(Jeffrey Phelps/Associated Press)
Following John Axford’s uninspiring outing against the Rockies on Wednesday, Ron Roenicke said something we’ve heard some version of before – that for whatever reason closers do not perform well in non-save situations. I wondered how true that is, so I did a little research.

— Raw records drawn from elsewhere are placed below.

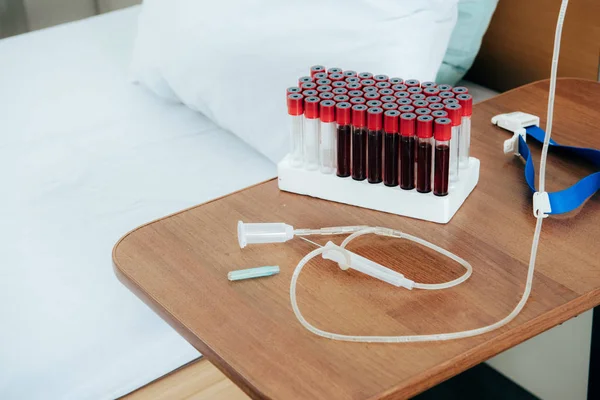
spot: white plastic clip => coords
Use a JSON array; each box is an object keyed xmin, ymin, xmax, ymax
[
  {"xmin": 492, "ymin": 111, "xmax": 540, "ymax": 156},
  {"xmin": 533, "ymin": 192, "xmax": 552, "ymax": 218}
]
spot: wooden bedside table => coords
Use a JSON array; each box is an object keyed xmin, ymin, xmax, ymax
[{"xmin": 113, "ymin": 79, "xmax": 600, "ymax": 399}]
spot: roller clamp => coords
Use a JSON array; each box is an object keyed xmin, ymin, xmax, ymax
[{"xmin": 492, "ymin": 111, "xmax": 540, "ymax": 156}]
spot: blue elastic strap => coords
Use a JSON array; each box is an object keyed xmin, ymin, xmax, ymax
[{"xmin": 519, "ymin": 126, "xmax": 600, "ymax": 214}]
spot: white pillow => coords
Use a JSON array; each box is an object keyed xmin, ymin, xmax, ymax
[{"xmin": 132, "ymin": 0, "xmax": 458, "ymax": 162}]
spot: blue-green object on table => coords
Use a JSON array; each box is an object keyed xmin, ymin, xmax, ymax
[{"xmin": 436, "ymin": 0, "xmax": 498, "ymax": 85}]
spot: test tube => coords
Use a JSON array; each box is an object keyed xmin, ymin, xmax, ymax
[
  {"xmin": 315, "ymin": 78, "xmax": 331, "ymax": 86},
  {"xmin": 433, "ymin": 118, "xmax": 452, "ymax": 196},
  {"xmin": 335, "ymin": 102, "xmax": 352, "ymax": 178},
  {"xmin": 352, "ymin": 105, "xmax": 367, "ymax": 181},
  {"xmin": 416, "ymin": 115, "xmax": 433, "ymax": 193},
  {"xmin": 456, "ymin": 94, "xmax": 473, "ymax": 168},
  {"xmin": 367, "ymin": 107, "xmax": 383, "ymax": 183},
  {"xmin": 423, "ymin": 86, "xmax": 440, "ymax": 96},
  {"xmin": 444, "ymin": 104, "xmax": 462, "ymax": 182},
  {"xmin": 381, "ymin": 103, "xmax": 398, "ymax": 112},
  {"xmin": 398, "ymin": 111, "xmax": 417, "ymax": 190},
  {"xmin": 383, "ymin": 110, "xmax": 400, "ymax": 186},
  {"xmin": 319, "ymin": 100, "xmax": 336, "ymax": 174},
  {"xmin": 310, "ymin": 65, "xmax": 325, "ymax": 76},
  {"xmin": 287, "ymin": 93, "xmax": 304, "ymax": 168},
  {"xmin": 298, "ymin": 76, "xmax": 313, "ymax": 87},
  {"xmin": 318, "ymin": 92, "xmax": 335, "ymax": 100},
  {"xmin": 302, "ymin": 97, "xmax": 320, "ymax": 170}
]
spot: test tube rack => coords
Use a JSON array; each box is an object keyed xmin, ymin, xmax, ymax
[{"xmin": 277, "ymin": 154, "xmax": 480, "ymax": 224}]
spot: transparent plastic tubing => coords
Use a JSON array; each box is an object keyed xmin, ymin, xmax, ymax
[
  {"xmin": 290, "ymin": 4, "xmax": 569, "ymax": 343},
  {"xmin": 319, "ymin": 100, "xmax": 336, "ymax": 174},
  {"xmin": 287, "ymin": 93, "xmax": 304, "ymax": 168},
  {"xmin": 303, "ymin": 97, "xmax": 320, "ymax": 170}
]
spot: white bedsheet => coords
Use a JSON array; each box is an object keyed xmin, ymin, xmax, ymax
[
  {"xmin": 0, "ymin": 8, "xmax": 276, "ymax": 399},
  {"xmin": 0, "ymin": 7, "xmax": 493, "ymax": 399}
]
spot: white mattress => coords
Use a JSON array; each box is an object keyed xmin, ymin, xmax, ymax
[
  {"xmin": 0, "ymin": 8, "xmax": 276, "ymax": 399},
  {"xmin": 0, "ymin": 7, "xmax": 493, "ymax": 399}
]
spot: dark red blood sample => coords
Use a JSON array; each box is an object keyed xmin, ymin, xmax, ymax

It probably wouldn’t be fair to compare Axford to guys like Mariano Rivera or Trevor Hoffman. Axford has been his team’s closer for three seasons, so I think it makes sense to compare him to his peers: guys who have been in the closer role for two to four seasons. Looking at earned running average, opponent batting average, and walks/hits per inning pitched, here is what we find.
2.80 / .200 / 1.19 Save
3.86 / .248 / 1.43 Non-Save
Whoa. Axford is remarkably less effective, including a whole ‘nother earned run in non-save situations.
3.35 / .170 / 1.29 Save
2.73 / .176 / 1.23 Non-Save
I didn't realize players hit so poorly against Marmol overall.
1.59 / .149 / 0.83 Save
1.19 / .149 / 1.02 Non-Save
Lights out. Interesting that, like Marmol, Kimbrel’s ERA is higher in save situations.
2.47 / .191 / 0.96 Save
2.64 / .197 / 1.07 Non-Save
No big difference for Mariano Rivera's 2012 stand-in.
2.76 / .216 / 1.19 Save
3.81 / .238 / 1.39 Non-Save
Hanrahan seems to share Axford’s tendencies in allowing earned runs.
3.18 / .222 / 1.22 Save
3.29 / .195 / 1.14 Non-Save
For what it's worth, Perez has almost the same number of career saves as Axford, 108 to Ax's 106.
3.53 / .238 / 1.31 Save
3.97 / .228 / 1.41 Non-Save
Based on this modest sample size, it seems clear that calling on Axford (or Hanrahan) in non-save situations is a dubious proposition. However, there does not appear to be a general pattern of closers significantly underperforming in these roles. Hopefully Rick Kranitz can work some magic here.